I mean we do not want points to collide. And so what PCA is
going to do is just going to try to project
[? on two ?] directions. So there's going
to be a u, and then there's going to be something
orthogonal to u, and then the third one, et cetera, so
that once we project on those, we're keeping as much of the
covariance as possible, OK? And in particular,
those directions that we're going to
pick are actually a subset of the vj's that
are associated to the largest eigenvalues. So I'm going to
stop here for today. We'll finish this on Tuesday. But basically, the idea is
it's just the following. You're just going to--
well, let me skip one more. Yeah, this is the idea. You're first going to pick
the eigenvector associated to the largest eigenvalue. Then you're going to pick
the direction that orthogonal to the vector that
you've picked, and that's carrying
the most variance. And that's actually
the second largest-- the eigenvector associated to
the second largest eigenvalue.
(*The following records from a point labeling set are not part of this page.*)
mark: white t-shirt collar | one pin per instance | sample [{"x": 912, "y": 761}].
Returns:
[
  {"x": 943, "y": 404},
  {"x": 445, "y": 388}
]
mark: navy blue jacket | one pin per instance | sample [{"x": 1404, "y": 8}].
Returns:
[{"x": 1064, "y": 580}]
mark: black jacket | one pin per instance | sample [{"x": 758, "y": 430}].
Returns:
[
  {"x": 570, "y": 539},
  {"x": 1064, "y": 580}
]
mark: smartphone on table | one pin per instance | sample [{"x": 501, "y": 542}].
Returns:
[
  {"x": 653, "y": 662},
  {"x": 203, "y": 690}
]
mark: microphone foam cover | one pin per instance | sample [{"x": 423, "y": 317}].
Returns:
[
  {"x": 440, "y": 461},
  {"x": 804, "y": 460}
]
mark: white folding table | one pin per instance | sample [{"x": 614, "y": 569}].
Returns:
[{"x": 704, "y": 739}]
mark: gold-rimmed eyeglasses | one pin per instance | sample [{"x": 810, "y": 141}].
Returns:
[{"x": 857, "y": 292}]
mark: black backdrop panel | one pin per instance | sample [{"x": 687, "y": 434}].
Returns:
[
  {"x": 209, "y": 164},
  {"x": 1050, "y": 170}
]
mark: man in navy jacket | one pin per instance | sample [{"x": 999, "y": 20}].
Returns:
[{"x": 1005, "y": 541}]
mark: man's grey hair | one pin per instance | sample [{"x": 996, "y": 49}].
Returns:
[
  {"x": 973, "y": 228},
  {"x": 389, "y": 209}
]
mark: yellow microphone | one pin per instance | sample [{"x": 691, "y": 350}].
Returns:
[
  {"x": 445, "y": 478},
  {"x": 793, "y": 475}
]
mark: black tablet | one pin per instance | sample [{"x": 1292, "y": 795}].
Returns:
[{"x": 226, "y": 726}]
And you're going to go all
the way to the number of them that you actually want to pick,
which is in this case, d, OK? And wherever you choose
to chop this process, not going all the way to d,
is going to actually give you a lower-dimensional
representation in the coordinate system
that's given by v1, v2, v3, et cetera, OK? So we'll see that in
more details on Tuesday. But I don't want
to get into it now. We don't have enough time. Are there any questions?